Sie hatten und haben besseren Sex. Ihre Kinderbetreuungssysteme sind weit überlegen, daher gab es weniger verzweifelte Hausfrauen, denn die Kinderbetreuung war kostenlos. Und der kollektive Geist war stärker, auch wenn sie sich gegenseitig bespitzelten und den Individualismus unterdrückten. Es mag banal klingen, aber sie waren in vielerlei Hinsicht weniger fett und tanzten für sich statt andere für sich tanzen zu lassen.

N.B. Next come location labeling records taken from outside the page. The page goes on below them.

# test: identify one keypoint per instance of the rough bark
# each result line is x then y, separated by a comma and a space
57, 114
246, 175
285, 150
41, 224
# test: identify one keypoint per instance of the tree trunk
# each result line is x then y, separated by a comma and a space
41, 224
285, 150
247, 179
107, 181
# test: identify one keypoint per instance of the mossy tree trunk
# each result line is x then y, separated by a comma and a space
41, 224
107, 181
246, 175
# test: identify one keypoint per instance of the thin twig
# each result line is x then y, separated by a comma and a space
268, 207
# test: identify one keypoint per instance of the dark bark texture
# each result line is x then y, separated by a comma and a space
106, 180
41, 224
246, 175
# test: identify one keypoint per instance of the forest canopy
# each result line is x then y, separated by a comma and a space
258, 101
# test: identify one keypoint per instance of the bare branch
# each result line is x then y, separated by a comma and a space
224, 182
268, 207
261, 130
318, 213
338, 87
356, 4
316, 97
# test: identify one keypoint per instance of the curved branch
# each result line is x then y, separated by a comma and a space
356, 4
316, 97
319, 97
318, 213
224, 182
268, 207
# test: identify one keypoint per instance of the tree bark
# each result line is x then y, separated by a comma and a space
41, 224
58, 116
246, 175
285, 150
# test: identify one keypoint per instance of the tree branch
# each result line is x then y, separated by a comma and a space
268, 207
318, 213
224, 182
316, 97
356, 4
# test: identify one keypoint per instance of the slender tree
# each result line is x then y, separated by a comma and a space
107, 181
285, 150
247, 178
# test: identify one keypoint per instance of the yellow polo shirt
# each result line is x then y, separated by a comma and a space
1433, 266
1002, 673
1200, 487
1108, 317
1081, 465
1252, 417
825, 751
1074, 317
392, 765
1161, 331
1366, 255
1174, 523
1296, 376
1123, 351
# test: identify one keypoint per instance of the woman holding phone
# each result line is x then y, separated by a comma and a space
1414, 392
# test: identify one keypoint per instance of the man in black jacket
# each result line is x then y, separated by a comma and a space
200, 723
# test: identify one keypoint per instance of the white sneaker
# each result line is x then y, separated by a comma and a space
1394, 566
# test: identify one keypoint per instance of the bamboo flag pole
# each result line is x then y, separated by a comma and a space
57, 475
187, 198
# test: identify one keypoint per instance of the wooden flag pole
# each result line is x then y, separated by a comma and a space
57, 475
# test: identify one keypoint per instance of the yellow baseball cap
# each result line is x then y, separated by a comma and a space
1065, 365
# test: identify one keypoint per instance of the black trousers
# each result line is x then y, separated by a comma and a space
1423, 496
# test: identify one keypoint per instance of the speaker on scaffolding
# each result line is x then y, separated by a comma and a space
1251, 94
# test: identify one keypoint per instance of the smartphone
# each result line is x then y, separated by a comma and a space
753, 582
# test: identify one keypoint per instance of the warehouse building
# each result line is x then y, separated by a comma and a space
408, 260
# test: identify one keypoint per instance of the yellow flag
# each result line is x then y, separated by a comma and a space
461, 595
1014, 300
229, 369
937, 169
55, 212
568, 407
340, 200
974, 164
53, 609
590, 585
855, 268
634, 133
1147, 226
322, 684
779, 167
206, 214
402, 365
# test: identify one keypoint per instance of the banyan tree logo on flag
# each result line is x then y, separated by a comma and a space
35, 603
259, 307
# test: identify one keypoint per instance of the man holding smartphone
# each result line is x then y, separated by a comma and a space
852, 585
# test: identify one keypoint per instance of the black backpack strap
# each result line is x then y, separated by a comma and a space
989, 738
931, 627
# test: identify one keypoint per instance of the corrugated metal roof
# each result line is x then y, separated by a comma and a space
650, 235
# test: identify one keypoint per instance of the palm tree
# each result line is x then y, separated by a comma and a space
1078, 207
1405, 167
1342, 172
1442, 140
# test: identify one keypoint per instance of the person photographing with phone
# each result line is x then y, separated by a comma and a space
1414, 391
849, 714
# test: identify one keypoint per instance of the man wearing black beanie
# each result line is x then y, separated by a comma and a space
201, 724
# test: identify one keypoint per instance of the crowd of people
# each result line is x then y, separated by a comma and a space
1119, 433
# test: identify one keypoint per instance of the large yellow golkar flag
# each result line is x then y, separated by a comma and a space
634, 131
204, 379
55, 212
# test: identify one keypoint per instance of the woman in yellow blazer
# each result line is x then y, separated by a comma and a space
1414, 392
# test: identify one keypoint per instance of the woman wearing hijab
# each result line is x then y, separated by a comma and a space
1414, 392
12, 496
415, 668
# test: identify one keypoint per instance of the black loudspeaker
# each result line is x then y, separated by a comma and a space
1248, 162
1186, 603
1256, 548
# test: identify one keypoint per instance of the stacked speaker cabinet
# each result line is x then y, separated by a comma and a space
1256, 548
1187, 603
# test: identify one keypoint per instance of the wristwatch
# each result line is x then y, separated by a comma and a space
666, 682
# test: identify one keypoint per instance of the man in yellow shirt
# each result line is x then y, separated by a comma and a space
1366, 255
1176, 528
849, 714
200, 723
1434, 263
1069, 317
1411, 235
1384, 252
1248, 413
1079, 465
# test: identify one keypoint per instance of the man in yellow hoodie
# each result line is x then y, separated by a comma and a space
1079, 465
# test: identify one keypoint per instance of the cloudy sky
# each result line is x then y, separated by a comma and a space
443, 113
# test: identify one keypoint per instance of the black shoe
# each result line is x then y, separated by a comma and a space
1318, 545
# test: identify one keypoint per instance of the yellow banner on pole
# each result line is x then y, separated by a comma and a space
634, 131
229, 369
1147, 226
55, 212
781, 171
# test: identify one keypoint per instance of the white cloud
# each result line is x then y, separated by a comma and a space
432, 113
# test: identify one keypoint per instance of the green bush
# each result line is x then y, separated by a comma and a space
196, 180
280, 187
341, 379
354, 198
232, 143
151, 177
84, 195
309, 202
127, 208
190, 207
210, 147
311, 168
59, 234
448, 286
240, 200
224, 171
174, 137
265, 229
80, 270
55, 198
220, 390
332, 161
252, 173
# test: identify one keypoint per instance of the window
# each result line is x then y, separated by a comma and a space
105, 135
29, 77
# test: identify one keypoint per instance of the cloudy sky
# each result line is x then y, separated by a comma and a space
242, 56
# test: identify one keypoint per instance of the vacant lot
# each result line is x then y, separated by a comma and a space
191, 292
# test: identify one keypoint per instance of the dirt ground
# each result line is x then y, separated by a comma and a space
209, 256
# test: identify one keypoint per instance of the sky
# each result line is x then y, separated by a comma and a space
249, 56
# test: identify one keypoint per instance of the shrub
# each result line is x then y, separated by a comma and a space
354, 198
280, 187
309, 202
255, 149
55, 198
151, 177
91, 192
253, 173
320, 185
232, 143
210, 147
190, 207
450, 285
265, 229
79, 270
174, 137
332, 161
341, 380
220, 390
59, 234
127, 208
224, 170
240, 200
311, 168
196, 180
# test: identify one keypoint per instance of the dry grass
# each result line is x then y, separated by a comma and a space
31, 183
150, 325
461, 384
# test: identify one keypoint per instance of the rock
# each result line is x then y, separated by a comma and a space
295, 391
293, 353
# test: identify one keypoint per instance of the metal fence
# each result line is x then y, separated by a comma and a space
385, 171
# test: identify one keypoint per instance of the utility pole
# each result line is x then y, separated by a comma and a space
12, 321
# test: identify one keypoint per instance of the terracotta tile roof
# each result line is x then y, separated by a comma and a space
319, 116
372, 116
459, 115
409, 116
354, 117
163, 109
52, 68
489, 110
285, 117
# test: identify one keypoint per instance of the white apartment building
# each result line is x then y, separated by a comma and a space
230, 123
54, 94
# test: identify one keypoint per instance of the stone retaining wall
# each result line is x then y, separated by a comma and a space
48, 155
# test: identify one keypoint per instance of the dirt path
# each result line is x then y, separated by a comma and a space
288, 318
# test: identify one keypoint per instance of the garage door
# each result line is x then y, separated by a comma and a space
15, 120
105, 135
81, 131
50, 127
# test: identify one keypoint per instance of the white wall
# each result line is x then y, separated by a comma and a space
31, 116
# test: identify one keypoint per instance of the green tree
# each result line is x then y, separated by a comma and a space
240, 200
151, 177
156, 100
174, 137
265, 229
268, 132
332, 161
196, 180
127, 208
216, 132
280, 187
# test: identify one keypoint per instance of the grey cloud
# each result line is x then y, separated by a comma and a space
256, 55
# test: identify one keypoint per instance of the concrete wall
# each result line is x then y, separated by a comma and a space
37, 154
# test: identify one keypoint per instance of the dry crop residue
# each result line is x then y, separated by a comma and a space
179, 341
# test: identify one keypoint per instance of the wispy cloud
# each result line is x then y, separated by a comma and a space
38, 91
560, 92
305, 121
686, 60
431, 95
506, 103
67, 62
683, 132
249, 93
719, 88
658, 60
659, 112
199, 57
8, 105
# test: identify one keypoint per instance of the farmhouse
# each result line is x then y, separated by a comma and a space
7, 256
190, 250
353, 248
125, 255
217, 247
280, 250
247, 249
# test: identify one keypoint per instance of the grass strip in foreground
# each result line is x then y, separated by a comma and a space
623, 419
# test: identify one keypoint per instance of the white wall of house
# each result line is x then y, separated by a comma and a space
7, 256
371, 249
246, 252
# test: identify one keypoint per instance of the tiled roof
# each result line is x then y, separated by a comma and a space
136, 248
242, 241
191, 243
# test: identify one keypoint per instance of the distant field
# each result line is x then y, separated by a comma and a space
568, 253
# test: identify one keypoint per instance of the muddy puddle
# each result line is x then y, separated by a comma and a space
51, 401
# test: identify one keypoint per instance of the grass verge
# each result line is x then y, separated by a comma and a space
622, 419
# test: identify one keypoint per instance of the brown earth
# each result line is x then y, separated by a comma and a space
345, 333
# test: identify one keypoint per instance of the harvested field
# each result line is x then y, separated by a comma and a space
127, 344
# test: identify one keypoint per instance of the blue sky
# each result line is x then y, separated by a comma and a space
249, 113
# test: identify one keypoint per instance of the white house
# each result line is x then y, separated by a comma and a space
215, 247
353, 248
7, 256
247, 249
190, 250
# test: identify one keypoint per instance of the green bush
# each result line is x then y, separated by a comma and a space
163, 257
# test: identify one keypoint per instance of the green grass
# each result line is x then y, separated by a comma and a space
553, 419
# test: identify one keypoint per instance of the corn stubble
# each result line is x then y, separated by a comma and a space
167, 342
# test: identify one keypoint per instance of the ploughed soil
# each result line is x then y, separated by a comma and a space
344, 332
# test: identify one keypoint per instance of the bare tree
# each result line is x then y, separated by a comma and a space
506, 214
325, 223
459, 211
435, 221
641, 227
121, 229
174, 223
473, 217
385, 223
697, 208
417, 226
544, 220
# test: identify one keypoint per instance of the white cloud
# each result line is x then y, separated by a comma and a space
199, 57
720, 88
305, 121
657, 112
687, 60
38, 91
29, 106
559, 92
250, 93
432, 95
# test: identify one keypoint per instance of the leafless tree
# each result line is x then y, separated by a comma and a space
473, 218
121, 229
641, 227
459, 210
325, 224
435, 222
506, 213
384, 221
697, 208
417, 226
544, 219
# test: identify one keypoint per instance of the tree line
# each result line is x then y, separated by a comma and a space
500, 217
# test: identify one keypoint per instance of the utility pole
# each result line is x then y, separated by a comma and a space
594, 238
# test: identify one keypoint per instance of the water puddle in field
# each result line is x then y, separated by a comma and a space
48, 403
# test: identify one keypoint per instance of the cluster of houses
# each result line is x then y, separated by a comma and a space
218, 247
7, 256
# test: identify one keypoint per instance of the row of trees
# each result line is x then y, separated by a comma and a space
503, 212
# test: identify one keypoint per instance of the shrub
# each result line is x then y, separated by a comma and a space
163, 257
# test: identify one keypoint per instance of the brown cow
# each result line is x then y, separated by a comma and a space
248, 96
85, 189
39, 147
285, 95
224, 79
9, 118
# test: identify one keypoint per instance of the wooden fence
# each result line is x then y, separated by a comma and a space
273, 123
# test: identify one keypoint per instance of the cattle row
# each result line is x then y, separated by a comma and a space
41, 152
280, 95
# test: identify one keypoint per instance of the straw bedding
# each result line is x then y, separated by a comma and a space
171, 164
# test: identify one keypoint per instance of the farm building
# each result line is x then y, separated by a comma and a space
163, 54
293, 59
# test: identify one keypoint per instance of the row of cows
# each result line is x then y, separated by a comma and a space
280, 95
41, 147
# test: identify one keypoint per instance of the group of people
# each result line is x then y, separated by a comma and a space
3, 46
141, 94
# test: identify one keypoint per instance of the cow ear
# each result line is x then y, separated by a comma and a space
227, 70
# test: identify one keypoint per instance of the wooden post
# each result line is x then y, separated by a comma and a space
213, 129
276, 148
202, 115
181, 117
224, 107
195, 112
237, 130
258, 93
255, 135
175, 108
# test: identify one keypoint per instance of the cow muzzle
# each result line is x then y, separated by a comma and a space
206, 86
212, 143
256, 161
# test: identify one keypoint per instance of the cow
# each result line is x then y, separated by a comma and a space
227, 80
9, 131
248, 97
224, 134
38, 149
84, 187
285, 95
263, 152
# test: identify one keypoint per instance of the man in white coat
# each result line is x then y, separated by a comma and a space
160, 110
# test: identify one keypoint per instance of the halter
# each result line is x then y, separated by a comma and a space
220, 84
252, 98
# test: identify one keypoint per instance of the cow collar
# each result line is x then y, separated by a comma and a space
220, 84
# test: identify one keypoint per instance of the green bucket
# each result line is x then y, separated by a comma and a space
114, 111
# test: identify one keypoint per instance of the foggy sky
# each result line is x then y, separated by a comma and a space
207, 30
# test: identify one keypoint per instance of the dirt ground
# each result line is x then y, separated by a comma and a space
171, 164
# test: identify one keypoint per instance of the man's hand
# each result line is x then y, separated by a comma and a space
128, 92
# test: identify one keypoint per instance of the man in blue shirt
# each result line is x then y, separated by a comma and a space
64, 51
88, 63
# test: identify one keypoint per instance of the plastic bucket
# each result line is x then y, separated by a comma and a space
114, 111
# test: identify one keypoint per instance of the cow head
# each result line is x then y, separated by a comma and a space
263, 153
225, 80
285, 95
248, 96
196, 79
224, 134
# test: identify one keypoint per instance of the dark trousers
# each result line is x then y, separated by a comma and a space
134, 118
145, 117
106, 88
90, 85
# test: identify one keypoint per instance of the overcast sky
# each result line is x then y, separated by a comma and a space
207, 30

Ich kann mit ziemlicher Sicherheit sagen, dass sie mit weniger mehr erreichen, sei es beim Reparieren von Autos, beim Bau eines Hauses oder bei der Gründung eines neuen Unternehmens. Ich habe auch die Erfahrung gemacht, dass meine Freunde mit Wurzeln im Osten sich weniger mit anderen vergleichen, sowohl in Bezug auf bedeutungslose Marken als auch auf Urlaubsziele, und dass sie sich viel weniger in der Externalisierung von Glück verlieren als ihre westlichen Kollegen.

Etwas altes wieder großartig zu machen, klang schon immer alt, eingerostet und furchtbar unzeitgemäß. Die Welt gemeinsam stärker zu machen, sollte der pochende Takt für die Zukunft unseres Planeten sein. Und wir werden die Antworten im Kampf mit unseren Verbündeten im Osten finden.